Manda: Okay. It’s hooked into my addiction so deeply that I cannot question.

Daniel: Exactly. Yeah. And this is what we’re already doing with social media. I mean, the amygdala hijacking that’s happening. Like, you know, it’s just, we’re getting more and more refined, more and more sophisticated at basically taking advantage of the ways in which human desire can be confused and manipulated.

Manda: It strikes me that this is a one generation model. Because human to human relationship ceases, and either girls become pregnant because the model has told them they have to -and that really doesn’t sound fun, but it’s decided that it needs to have humans reproduce – or, people… human relationship is hard. And yet, you know, you and I, I’m sure people listening, we know that we grow.

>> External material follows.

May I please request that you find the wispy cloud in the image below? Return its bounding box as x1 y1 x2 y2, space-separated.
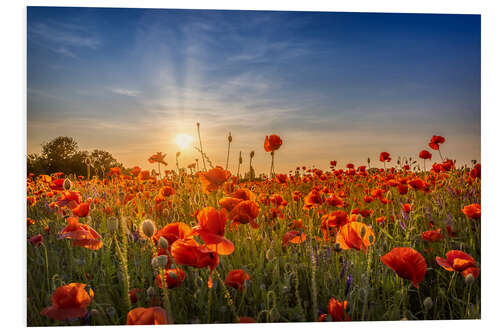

You come up against the hard stuff and you find out who you are. If all you’re being fed is is basically mental cream buns, and therefore all you ever want is more cream buns, you’re going to end, we’re all going to end up, you know, obese monstrosities who only know how to talk to the silicone and actually can’t even, and don’t want to, hold a conversation with a person.

Daniel: Totally. And I think the important thing here is… again, I am just totally uncertain about what’s going to happen in the future. What I suspect, though, is there’s going to be an intensification of patterns that we can already see present now. And so when I look at folks that are younger than me, you know, people in Gen Z, some of them are incredible. Some of them have fought their way out of the simulation sooner than I could have imagined possible. Most of them have had their social skills atrophied to the point where it seems like they have brain damage, actually.  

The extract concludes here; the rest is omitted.